Friday, July 20, 2012

We're in the middle now!

Yeah, I've been really bad. I would like to make more time for blogging. Its so fun to read back on things. I've realized how fast I forget things that have happened. 

Well life is good. We've been so so blessed. We have a pretty sweet garden (thanks to Caleb's master  gardener skills and his cute grandparents). He is seriously a dream boy. He works so hard in school and is getting all A's. He cooks when I need him to (and sometimes just because). He makes sure our garden is getting everything it needs to be a success. He even sews my clothes that rip! ha ha. I know you're thinking, "So Paige, what do you do!?" ha ha. We're sort of in an awkward time right now. Caleb is no longer working at SDL so I'm working full time and enjoying a short break from school while Caleb is going to school and trying to find a job. He is going into physical therapy for any of you who didn't know. His original plan was engineering, but that changed last year. He never really loved it and seemed to feel that he found his niche when  he discovered his interest in medical stuff. I just want him to LOVE his job and be excited about it. He never was that way about engineering.



Lately the theme to my life has shifted a little. I feel so blessed for everything that I have, but there is so much that I want and look forward to. All the sudden when I got married people say to me when I am adoring a child, "you're baby hungry huh?" Um... Yes, but not because I'm married. I've been this crazy about kids since I was one! ha ha. I know I need to slow down and enjoy this journey, but I'm so excited to be a mom!  Caleb and I read a talk the other night,  Always in the middle by President Uchtdorf. Here is the link if you'd like to go read it:   https://www.lds.org/liahona/2012/07/always-in-the-middle?lang=eng&query=middle



As we read it I realized something. I always pictured marriage as the middle of marriage; not the newly wed stage and not the empty-nesters. I pictured marriage as the part when Caleb works hard at a job he loves while I'm home with our adorable children. I pictured Caleb coming home at night with children happy and clean, dinner hot and ready, and home decorated and spotless. I pictured a lovely family meal together, scripture reading time, play time, then putting the children to bed together. This was my happily ever after. Heavenly Father knows I have much to learn.
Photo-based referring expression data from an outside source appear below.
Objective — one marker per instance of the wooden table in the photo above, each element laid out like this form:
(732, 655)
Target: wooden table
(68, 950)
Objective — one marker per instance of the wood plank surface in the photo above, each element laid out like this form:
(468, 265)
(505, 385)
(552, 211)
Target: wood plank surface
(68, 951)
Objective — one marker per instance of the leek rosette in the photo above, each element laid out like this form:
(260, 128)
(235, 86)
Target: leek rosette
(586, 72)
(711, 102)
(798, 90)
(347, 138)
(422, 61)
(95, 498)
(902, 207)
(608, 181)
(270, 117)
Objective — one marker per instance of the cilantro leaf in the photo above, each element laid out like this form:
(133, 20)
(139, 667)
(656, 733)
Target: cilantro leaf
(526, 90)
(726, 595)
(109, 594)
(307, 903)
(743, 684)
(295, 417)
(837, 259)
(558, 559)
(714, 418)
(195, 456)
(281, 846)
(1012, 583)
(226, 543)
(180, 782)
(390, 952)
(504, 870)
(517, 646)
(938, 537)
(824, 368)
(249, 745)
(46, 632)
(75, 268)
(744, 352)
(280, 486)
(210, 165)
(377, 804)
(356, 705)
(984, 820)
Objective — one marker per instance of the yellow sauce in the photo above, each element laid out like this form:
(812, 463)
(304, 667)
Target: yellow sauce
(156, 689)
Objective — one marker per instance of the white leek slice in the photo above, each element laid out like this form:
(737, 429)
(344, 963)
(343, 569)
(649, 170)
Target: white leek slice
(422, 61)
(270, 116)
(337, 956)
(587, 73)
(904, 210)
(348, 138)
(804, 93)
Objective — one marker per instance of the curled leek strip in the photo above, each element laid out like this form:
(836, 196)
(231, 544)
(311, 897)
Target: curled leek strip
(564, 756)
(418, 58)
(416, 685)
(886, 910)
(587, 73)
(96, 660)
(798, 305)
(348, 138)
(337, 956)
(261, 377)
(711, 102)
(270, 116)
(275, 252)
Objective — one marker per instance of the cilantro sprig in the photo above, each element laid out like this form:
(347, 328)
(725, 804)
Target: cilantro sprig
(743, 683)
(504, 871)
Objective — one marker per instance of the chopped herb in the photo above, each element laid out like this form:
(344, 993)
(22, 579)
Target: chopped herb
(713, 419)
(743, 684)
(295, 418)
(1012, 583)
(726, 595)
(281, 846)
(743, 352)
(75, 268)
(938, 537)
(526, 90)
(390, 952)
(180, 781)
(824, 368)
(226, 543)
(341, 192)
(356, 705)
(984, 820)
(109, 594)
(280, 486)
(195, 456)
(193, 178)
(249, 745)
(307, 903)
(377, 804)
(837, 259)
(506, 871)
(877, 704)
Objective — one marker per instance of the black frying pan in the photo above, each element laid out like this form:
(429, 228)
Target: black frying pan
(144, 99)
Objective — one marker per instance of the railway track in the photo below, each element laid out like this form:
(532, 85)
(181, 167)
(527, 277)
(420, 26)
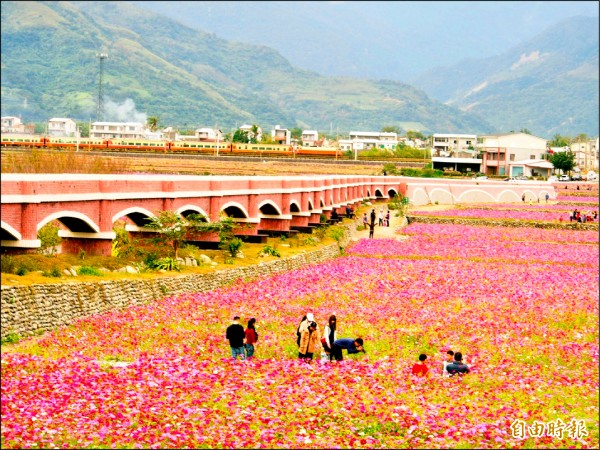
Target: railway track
(399, 162)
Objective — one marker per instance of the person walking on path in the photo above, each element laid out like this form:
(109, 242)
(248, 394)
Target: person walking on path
(457, 366)
(329, 335)
(420, 369)
(371, 229)
(449, 359)
(251, 338)
(309, 342)
(235, 335)
(351, 345)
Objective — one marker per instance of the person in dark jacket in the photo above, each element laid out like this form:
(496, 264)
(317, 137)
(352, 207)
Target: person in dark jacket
(457, 366)
(251, 338)
(235, 335)
(351, 345)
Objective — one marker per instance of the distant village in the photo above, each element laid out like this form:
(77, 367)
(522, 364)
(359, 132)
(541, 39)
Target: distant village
(511, 154)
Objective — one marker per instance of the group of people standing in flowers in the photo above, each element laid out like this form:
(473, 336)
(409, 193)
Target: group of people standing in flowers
(384, 221)
(310, 340)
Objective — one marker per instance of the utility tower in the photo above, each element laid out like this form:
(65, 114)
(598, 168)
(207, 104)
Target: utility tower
(100, 110)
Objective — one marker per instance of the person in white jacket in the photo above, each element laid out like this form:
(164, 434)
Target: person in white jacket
(329, 335)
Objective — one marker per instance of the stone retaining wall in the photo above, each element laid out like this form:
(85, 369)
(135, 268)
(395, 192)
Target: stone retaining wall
(29, 310)
(593, 226)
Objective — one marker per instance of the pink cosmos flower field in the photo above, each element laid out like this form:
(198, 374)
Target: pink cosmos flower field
(520, 303)
(532, 215)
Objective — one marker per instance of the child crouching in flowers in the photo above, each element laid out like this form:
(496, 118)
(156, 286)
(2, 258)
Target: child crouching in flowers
(309, 342)
(251, 338)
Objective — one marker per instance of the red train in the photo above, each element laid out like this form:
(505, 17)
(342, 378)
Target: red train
(136, 145)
First of all, the bearing and raising children stage is usually less than half of our lives. I am learning to be happy in every stage of my life. Secondly, even when I am in that ideal stage of being in the middle of marriage - things will NOT be perfect (and may I add nor were they intended to be!) 

This talk was so good because I need to see myself always in the middle. I'm not too inexperienced at marriage to know how to strengthen it. Caleb and I can be setting family traditions with or without children. I can be the best mom now. I don't have to have children in my home to be a mom. Also, I can be the best wife now.Thank goodness for the gospel! 



On another note: I never pictured myself actually going and finishing college. I just have kept at it and listened to the Holy Ghost for guidance. Right now I am set to graduate from Weber State next year and my plan is to go to PA school after that ( which is two years). Caleb and I both feel it is important for me to finish my education. I know many women inside and out of my family who had to work 40+ hours a week to provide for their children. If anything every happened to Caleb, I need to be prepared. I think its much harder for children to have to raise each other because mom is working to put food on the table than for a women to just finish her education so that she's not begging for low paying jobs. I watched my  mom quit school when I was young so she could finish raising us. When she was left a single mom less than 10 years later she had to work hard physical labor to provide. She is a good women and I'm so grateful for her sacrifice. Too many women are left in this situation and too often the children suffer the most.
 I know that as we trust Heavenly Father, things will work out.